The ICBC basic rate will remain the same for a sixth year and rebates of $110 will be sent to all eligible customers starting later this month, Premier David Eby said Wednesday.
The freeze on basic rates will be in place until March 31, 2026, although premiums are adjusted for at-fault crashes, number of claims, years of driving experience, geographic location and type of vehicle.
The last increase to basic insurance, which is mandatory on every registered vehicle in B.C., was in 2019.
Eby, who made the announcement outside Hillside Shopping Centre in Victoria, where there is an ICBC outlet, attributed the rate freeze to seven years of work getting the public auto insurer “back in the black.”

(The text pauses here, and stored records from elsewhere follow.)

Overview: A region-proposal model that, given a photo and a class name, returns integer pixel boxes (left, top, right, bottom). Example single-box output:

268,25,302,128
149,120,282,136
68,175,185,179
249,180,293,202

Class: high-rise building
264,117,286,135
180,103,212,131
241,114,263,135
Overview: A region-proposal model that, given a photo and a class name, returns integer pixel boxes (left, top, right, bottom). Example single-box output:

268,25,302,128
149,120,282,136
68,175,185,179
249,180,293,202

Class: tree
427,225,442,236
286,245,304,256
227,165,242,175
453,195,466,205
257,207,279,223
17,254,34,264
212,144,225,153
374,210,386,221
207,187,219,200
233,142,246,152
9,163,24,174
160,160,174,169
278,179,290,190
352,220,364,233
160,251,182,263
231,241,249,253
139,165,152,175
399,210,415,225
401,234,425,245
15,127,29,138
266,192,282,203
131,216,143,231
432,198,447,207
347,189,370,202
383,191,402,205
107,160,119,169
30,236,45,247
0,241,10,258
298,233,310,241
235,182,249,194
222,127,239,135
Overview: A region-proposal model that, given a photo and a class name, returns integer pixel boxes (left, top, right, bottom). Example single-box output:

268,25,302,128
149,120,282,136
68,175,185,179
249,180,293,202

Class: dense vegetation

After it took over from the then BC Liberals in 2017, the NDP government called the corporation a “financial dumpster fire,” as it faced $1.3 billion in losses.
“We had a monopoly insurer in our province that was losing a billion dollars a year,” said Eby. “The money that was in ICBC’s account was raided by government to artificially prop up government budgets, instead of being left where it belonged, with the insurer to ensure that drivers who were in accidents were protected.”
ICBC, which was in a deficit in 2019-2020, is now projecting net investment income of roughly $1.5 billion for the fiscal year 2023-2024. The final audited net income figure will be published in late summer.
Starting late this month, a $110 rebate will go to everyone who had an active eligible basic insurance policy in February 2024. Those with insurance on two vehicles will receive rebates for both, as the rebate applies to each policy.
The only customers who won’t see rebates are those with average annual premiums of less than $250, typically for golf carts, utility vehicles and temporary operating permits and storage policies.
A total of $400 million will go toward rebates on about 3.6 million policies, bringing spending on four rebates to date to $503 per policy holder, for a total of $1.75 billion.
Despite no increase to the basic rate over six years and four rebates, “ICBC continues to be in strong financial standing,” said Eby, in response to suggestions the perks pre-election handouts or one-time investment windfalls.
On average, drivers have saved $2,000 in rebates and lower rates, said Eby, who credited the government’s “enhanced care” model — also called no-fault insurance — significant work from the public service, and prudent management by ICBC resulting in annual increases in the corporation’s capital reserves as well as positive investment returns.
“It’s not a massive rebate, but it is one less worry for British Columbians,” said Eby. “It’s a little bit of money and it’s a consistent rate that in a time of rising prices is something that they can count on.”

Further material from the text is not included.